[gst-devel] autoplugging and 0.9

Tue Aug 24 05:06:13 CEST 2004

On Fri, 2004-08-20 at 22:18, Erik Walthinsen wrote:
> Ramón García wrote:
> > Sorry, this message is difficult to read without
> > context.
> >  
> > Wingo was against automatic placement of threads by
> > the scheduler. I was supporting it.

This discussing is drifting away from the original intend of the
statement. I meant that instead of writing foo ! { queue ! bar } one
would write foo ! queue ! bar and the scheduler would figure out that
the only way to schedule bar is to decouple the execution from foo.
If you don't use queue, nothing is automatically inserted. 

It does bring up the issue of scheduling an arbitrary pipeline which, I
believe, need to be implemented using threads. How and where the threads
are inserted will be explained later. That is to say: some pipelines are
practically impossible to schedule without the use of threads. If you
don't create such pipelines, fine, no threads will be created
explicitly. If you tell the scheduler never to create such implicit
threads, then it won't. 

> 
> I suppose I should weigh in on this issue, though I haven't seen the 
> arguments either way.

I'll try to explain them here.

> 
> Requiring threads to be placed explicitly by the application was the 
> VERY FIRST design choice made, long before any code was even conceived, 
> or even ANY other design issues were thought about.  This issue is the 
> primary reason GStreamer ever existed in the first place.  Both the OGI 
> Quasar player (which directly inspired GStreamer by both is features and 
> misfeatures, mainly this issue) and DirectShow place every single 
> element in its own thread, and thus queues between them.

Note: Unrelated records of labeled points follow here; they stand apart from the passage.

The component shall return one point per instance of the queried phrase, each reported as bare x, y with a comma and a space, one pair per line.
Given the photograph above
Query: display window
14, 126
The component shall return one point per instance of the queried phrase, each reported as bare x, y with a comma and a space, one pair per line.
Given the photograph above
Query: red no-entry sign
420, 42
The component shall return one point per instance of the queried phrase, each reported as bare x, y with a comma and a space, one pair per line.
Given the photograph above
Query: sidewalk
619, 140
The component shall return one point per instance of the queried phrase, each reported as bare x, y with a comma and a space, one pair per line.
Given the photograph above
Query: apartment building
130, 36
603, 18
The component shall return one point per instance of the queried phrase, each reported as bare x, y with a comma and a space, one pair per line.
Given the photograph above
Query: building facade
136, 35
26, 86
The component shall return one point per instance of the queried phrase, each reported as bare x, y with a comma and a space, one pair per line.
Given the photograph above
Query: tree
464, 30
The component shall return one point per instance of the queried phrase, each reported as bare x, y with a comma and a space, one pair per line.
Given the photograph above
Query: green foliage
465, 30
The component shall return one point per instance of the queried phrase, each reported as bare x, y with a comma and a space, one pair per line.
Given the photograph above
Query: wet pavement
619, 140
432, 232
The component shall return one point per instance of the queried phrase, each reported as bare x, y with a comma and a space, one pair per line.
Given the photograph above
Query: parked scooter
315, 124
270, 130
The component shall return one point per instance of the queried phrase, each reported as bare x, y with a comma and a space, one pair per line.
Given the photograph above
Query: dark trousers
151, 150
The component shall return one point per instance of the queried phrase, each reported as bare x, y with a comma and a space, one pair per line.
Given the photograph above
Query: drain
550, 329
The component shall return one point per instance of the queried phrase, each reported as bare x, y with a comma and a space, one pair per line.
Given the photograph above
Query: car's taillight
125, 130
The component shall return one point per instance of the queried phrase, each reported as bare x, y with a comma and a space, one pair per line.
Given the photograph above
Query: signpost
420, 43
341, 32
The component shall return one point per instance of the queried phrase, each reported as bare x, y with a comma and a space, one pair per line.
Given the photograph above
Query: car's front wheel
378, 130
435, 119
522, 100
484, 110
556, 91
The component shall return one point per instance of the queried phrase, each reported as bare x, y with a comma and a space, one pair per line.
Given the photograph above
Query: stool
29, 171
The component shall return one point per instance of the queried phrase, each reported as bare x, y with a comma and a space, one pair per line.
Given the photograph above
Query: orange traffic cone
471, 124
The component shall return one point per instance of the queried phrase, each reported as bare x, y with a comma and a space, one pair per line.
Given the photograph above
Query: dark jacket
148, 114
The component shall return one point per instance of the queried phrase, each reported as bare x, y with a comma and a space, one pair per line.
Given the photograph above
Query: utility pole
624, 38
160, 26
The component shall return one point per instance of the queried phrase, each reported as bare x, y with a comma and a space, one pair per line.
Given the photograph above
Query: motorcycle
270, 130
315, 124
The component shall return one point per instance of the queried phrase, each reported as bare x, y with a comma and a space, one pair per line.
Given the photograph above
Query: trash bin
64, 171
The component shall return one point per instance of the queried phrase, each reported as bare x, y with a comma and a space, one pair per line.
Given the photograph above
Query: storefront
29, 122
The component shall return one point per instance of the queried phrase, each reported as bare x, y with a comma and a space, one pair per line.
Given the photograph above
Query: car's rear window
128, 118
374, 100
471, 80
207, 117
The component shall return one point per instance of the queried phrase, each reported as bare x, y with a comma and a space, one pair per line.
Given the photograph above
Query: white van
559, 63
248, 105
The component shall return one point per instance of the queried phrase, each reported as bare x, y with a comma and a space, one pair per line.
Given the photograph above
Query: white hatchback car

Not sure about Quasar but my understanding of DirectShow is now much
better than it used to be and I actually like the scheduling. It does
NOT use threads for each element. 

There are only two possible driving forces in a pipeline:

 - _get based pads: pad with a get functions. These pads are typically
exposed by source elements. 
 - loop based elements: an element with a _loop function. These elements
are typically demuxers, muxers, mixers or any other plugin that requires
more control over their sinkpads.

There are NEVER other driving forces in a pipeline. The proposal is to
ONLY allocate a 'thread' to the driving forces in a pipeline. This is
exactly what DirectShow does and what the opt scheduler (albeit in an
overcomplicated way) does. I mention 'thread' here but would like to
speak about a more general term task (can be kernel thread, cothread,
non preemptible thread ala opt, idle_loop job, ...) 

Erik, This is not equal to allocating a thread for each element,
consider:

 filesrc -> mpegdemux -> mpeg2dec -> colorspace -> ximagesink

suppose mpegdemux is loop based, this pipeline runs in one thread and is
driven by the demuxer, no other loop based elements or getbased pads
require more threads or queues. Since mpeg2dec, colorspace and
ximagesink are connected on a chainbased sinkpad, they just push the
data through in the same task as mpegdemux. 

This is also NOT what we did with the cothread based approach of the
basic scheduler where each element was allocated a cothread.

Now, consider this:

 filesrc -> mpegdemux -> mpeg2dec -> colorspace -> queue -> ximagesink

We added another element in the pipeline (queue) which has a chain based
sinkpad and a get based source pad. This pipeline now has two entry
points, mpegdemux and queue. The idea is to allocate two tasks to
schedule this pipeline, one for driving mpegdemux and another one to
drive the queue.

Again this does not unpredictable introduce latency. After all, you
asked for a decoupled processing by adding the queue element.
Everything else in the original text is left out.